Michael Jordan made about $94 million over the course of his career in the NBA, but that pales in comparison to the fortune he's amassed outside of his on-court earnings (nowadays, he makes more in one year from Nike royalties alone than he did during his whole NBA career). One of the few pro athletes to belong to the billionaire's club, he's got some of the most lucrative endorsement deals in the world of celebrity, and he reportedly still makes more than currently active NBA stars like Stephen Curry, Kevin Durant, and even LeBron James, despite having been retired for 15 years.
So how does a guy like Michael Jordan decide to spend some of his $1.65 billion net worth? He's made some fairly high profile purchases that the public's been privy to over the years. Like in 2010, when he purchased the Charlotte Hornets basketball team for $275 million. That particular purchase has become an extremely good investment for Jordan, since the team is now reported to be worth over $1 billion – and MJ owns a good 90 percent of it.
Then there's his private jet. Unlike most private jets, Jordan's is decked out with his own personalized graphics, from its Carolina blue color scheme to his own universally recognized superhero-like "Jumpman" logo on the rear wing, plus his famous jersey number 23.
In Florida, he dropped $12.8 million on what he's described as his "dream house." Nearby, he reportedly decided to build his own private golf course, simply because he didn't like how slowly his fellow country club members were used to playing. The course is called Grove XXIII (there's 23 again), and it's currently slated to open sometime next year. Naturally, he also has his own Carolina blue golf cart, also emblazoned with the Jumpman.
Jordan owns another $2.8 million home near Charlotte, North Carolina, and he's trying to sell his mansion in Chicago, currently listed at just under $15 million. It's been on the market for six years, and Jordan is reported to have paid $680,000 in property taxes alone since originally putting it up for sale.
Some of Jordan's other big expenditures have been philanthropic in nature. He's gifted millions to 23 different children's charities exclusively from the proceeds of lawsuits he's won against companies using his likeness without permission.
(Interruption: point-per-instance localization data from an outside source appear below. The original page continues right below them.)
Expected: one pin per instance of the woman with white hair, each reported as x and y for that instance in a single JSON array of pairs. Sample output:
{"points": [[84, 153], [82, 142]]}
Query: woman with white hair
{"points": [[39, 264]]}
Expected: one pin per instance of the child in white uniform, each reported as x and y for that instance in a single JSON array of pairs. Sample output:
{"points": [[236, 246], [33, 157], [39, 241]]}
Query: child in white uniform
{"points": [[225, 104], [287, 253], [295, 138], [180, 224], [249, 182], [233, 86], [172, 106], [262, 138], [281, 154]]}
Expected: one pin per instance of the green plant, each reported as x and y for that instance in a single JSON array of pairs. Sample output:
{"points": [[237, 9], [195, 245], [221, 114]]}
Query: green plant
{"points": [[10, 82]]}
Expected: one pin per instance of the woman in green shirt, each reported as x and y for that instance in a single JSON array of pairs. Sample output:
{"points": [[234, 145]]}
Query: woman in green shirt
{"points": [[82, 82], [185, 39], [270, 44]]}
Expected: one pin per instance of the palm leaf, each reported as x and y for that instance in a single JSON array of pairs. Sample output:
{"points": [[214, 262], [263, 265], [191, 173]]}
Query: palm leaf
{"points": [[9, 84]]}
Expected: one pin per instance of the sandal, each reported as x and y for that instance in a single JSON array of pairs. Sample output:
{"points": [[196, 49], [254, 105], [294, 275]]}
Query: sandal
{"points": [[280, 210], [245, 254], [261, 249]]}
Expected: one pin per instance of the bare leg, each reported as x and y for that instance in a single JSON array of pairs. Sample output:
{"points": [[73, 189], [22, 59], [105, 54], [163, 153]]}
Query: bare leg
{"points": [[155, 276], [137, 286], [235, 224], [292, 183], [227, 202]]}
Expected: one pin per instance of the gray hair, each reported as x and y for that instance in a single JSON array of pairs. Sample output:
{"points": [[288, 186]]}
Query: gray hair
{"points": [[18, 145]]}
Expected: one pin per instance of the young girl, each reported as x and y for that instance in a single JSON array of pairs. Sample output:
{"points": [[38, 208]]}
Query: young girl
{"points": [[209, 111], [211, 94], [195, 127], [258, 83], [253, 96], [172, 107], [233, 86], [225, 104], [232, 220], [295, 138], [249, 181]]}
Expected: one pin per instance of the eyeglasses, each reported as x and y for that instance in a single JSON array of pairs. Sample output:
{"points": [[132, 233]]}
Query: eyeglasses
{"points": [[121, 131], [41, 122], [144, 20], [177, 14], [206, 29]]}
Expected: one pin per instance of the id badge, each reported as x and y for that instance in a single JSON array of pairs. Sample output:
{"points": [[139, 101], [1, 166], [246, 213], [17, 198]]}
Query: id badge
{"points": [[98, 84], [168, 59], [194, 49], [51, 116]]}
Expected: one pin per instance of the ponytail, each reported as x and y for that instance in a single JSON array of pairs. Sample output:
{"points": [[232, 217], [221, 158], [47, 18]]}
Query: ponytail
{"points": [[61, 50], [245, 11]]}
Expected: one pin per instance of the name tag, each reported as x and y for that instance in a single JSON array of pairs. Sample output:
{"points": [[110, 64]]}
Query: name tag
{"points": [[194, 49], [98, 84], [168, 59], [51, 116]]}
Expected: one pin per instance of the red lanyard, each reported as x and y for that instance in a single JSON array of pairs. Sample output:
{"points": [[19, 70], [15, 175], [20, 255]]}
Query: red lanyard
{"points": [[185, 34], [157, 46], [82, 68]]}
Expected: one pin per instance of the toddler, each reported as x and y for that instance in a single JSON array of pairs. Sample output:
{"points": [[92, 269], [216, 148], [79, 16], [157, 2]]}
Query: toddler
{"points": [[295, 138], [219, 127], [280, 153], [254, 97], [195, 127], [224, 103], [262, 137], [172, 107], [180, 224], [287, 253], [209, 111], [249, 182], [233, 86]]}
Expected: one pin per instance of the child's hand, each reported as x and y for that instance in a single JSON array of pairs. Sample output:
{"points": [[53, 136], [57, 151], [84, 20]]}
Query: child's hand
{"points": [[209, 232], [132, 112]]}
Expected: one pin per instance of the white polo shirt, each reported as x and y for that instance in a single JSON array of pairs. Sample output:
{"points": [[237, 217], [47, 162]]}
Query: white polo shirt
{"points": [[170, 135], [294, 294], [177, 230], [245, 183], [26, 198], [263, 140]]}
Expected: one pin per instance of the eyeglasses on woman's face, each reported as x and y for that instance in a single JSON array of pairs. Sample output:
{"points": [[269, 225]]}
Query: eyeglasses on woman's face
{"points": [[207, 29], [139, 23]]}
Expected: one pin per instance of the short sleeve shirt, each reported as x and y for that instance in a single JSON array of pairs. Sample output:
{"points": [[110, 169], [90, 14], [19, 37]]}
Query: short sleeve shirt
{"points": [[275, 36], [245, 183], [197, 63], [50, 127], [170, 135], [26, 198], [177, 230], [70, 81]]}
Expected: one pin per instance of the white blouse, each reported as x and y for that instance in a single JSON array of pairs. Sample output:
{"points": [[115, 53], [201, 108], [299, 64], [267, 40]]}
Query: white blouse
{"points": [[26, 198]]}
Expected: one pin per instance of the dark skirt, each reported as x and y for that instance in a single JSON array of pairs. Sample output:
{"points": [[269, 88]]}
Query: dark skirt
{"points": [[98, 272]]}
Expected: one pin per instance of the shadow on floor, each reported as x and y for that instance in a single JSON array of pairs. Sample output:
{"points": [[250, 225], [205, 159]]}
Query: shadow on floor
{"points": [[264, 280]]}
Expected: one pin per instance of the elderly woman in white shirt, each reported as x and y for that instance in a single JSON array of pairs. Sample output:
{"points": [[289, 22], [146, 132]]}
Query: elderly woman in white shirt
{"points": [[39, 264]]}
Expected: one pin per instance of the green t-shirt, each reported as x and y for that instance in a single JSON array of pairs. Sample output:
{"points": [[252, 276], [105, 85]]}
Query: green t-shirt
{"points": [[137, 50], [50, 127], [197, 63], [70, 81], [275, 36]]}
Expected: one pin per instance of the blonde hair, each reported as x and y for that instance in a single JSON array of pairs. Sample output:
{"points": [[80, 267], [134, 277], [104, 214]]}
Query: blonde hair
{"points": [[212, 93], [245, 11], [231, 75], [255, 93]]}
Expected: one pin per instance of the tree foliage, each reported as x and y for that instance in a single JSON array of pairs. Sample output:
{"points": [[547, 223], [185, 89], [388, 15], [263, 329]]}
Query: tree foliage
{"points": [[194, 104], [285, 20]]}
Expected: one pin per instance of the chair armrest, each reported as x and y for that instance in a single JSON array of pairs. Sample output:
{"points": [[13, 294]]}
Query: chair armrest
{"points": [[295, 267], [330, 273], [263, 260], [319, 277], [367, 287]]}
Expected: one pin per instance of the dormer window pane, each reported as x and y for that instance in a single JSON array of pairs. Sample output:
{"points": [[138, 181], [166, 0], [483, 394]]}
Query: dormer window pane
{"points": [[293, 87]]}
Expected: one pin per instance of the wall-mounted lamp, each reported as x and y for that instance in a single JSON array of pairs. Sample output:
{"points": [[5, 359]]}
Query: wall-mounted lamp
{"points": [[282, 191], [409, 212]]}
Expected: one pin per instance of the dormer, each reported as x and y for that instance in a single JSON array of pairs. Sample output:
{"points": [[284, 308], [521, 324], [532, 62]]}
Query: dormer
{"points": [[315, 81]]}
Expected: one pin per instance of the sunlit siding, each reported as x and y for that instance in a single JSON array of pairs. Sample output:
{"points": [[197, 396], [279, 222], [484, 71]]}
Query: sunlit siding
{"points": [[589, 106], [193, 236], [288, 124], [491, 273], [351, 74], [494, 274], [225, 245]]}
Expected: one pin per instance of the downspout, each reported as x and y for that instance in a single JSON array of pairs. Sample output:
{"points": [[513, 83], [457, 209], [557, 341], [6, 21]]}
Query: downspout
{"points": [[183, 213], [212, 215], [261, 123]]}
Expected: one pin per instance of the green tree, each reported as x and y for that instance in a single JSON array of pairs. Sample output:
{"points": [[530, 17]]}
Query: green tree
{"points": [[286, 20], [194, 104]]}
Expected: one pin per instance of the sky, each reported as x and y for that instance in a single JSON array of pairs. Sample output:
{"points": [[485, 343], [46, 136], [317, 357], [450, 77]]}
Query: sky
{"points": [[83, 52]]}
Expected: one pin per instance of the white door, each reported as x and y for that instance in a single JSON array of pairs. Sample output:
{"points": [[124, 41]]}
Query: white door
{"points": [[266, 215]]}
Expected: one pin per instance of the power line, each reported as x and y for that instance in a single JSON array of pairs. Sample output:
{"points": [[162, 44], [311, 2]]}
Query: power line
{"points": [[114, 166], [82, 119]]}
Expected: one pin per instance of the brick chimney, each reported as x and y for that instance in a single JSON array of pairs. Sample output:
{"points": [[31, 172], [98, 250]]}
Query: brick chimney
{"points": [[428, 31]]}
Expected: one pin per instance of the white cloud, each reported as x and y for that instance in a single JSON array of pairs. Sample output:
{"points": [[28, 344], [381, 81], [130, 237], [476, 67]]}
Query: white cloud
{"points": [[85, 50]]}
Then in 2016, he cut big checks to the NAACP Legal Defense Fund and the International Association of Chiefs of Police's Institute for Community-Police Relations, and earlier this year he gave $2 million to Hurricane Florence relief in his native North Carolina.
He has a small stake in the Miami Marlins baseball team, having reportedly invested with a group formed by Derek Jeter.
Of course, no informal account of MJ's spending would be complete without at least a mention of his legendary gambling habits. As Charles Barkley once explained in an interview with Dan Patrick, Jordan is known to gamble anywhere from a hundred bucks to hundreds of thousands of dollars on one of his favorite pastimes, golf:
"We'd be playing golf with certain people, and we'd be playing a couple hundred dollars a hole. And he'd be playing some guy for, like, a $100,000. He's, like, 'Charles, pick that up,' Barkley said, imitating Jordan. "I'm like, 'This putt is for $200.' 'Pick that up, Charles. Get out of my way. You're in my line.' I'd say, 'Well, how much is that putt for?' He'd say, '$300,000.' I'd say, 'Let me get out of your line.'"
It's impossible to know what Jordan's career gambling earnings might be, since he's known to be a ruthless bettor on anything and everything. But it is clear that as the richest professional athlete of all time, he can afford to throw it around.